I want to say how grateful I am for you as readers. There is so much content in the world, so many voices, and your choice to read these letters is a gift. A handful of you send me occasional replies, saying I’ve written something that has sparked for you or kindly sharing something that could be of help or interest in my own work. Thank you!
Last week, I had two wonderful replies from readers: one, who shared a list of books I might like to consider for my current project on time; another, who is working on a PhD in organizational behavior and theory (as it relates to time). “Can we share sources?” she asked. I promptly forwarded that email I had just received from another Post Script reader. Call it serendipity, call it providence. Call it witness to a world held together by God.
These two reader replies remind me that writing is a communal act as much as a solitary one. As I write, it’s 11:15am on a Friday morning. The house is empty and quiet, except for the humming of the dehumidifier in my office closet. I’m alone—and not. Because I’m the beneficiary of conversations that span across books. Because I’m the beneficiary of the good thinking other writers do in their newsletters and social media posts and internet articles. Because all human making images our Maker God, who creates in the triune community of himself.
"Small Letters and Sparrows" by Mischa Willett. Mischa is a poet and professor at Seattle Pacific University. I’ve met him through my MFA studies there, and I thought this piece was exquisite. “What qualifies as a miracle worth recounting? And how far beyond the probable does an event need to be before we consider it miraculous?”
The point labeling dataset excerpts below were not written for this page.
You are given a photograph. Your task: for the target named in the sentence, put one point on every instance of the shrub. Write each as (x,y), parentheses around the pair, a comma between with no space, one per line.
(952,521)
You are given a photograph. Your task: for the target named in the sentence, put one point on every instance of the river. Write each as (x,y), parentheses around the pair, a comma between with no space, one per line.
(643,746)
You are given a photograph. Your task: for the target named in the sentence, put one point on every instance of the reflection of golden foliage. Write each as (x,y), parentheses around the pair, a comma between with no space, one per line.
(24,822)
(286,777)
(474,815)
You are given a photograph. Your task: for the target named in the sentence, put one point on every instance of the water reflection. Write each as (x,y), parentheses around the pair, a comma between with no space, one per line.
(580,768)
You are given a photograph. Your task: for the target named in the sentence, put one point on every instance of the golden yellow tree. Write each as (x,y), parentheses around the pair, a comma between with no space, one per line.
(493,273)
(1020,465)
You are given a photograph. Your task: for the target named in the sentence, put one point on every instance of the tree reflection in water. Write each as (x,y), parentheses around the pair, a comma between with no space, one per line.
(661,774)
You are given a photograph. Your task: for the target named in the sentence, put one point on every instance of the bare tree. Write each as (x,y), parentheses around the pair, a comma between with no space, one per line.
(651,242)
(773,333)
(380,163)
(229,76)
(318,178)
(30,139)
“For the Sake of the World” by James K.A. Smith. Jamie writes a newsletter in his role as editor in chief of Image, and I find it worth my time. This edition was no exception. “I’m interested in art that is made for the life of the world. Not art that simply deepens piety but art whose faith-infusion invites a wider world to imagine why one might believe—art that invites any and all humans to confront the swirling eddies of hunger and longing we call the soul.”
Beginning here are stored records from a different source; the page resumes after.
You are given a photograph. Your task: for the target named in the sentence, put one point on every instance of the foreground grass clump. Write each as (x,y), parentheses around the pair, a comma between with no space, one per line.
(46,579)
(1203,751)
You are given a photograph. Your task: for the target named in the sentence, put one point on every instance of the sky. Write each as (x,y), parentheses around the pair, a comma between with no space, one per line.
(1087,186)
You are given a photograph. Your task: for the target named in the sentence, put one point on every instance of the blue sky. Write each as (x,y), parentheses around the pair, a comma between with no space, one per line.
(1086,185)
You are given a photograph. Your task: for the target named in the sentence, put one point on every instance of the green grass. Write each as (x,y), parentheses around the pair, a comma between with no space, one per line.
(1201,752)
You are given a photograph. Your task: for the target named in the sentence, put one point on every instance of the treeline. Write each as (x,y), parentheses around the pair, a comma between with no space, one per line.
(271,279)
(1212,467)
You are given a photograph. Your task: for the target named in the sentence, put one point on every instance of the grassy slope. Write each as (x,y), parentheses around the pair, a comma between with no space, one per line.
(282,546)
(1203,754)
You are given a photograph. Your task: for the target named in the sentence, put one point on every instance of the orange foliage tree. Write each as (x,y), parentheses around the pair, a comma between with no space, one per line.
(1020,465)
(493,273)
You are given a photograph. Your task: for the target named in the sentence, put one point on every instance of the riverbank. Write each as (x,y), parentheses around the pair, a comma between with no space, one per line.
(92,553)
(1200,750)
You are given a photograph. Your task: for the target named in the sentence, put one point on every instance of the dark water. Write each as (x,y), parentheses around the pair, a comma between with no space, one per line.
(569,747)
“This is the Highest Ambition of Christian Vocation.” I wrote this piece for Common Good. I had recently discovered the late poet Anne Porter, and I was so happy to work a small glimpse of her story into this piece:
I’ve spent years presiding over my sink and stove, making a home for my family and the stragglers of the world. Now I also spend hours tapping away words on this keyboard, praying they might eternally matter. Can both kinds of ambitions matter to God? Enormously, I think.
I suppose what counts is living as Anne Porter, a devout Catholic, did. In his foreword to her second poetry collection, which she published at 95, David Shapiro wrote, “Her greatest emotional perspective [was] that of praise.
The Jesus I Wish I Knew In High School. This is a book project I was invited to contribute to. In the chapter I wrote, “Temptation and Goodness,” I share my story of coming to faith in Jesus as a 16-year-old. (You can listen to me read my chapter here.) “If you know the story of Saul on the road to Damascus in the book of Acts—this fire-breathing man with arrest warrants for Christians in his hand, this man who met the blazing spectacle of the risen Jesus one ordinary afternoon—then you might not be surprised when I tell you that I also met Jesus when I least expected to. I was sixteen when I heard his voice at summer camp, asking me three questions: What do you want? Where are you headed? Will you follow?”
A Conversation on Stability and the Goodness of Limits. I had the privilege to talk with Nathan Oates, pastor and author of Stability, together with Ashley Hales, author of A Spacious Life, for the Englewood Review of Books Podcast. If you are a reader, you’ll love, not just our podcast conversations, but also our show notes!
With regard to the new Texas abortion law (and the ethics of abortion in general), I highly recommend reading David French’s “The Pro-Life Movement Must Transcend Politics.” Also, Karen Swallow Prior’s piece in The New York Times was courageous: “A law preserving the life of a human being at any stage can be considered “extreme” only within a distorted social context.” If you want to read a morally conflicted pro-choice piece, I recommend Caitlin Flanagan’s, “The Dishonesty of the Abortion Debate.” For further research, on a recent Mere Fidelity podcast, I heard Dr. Matthew Lee Anderson enthusiastically endorse this book on abortion ethics. I haven’t read it, but it sounds like I should.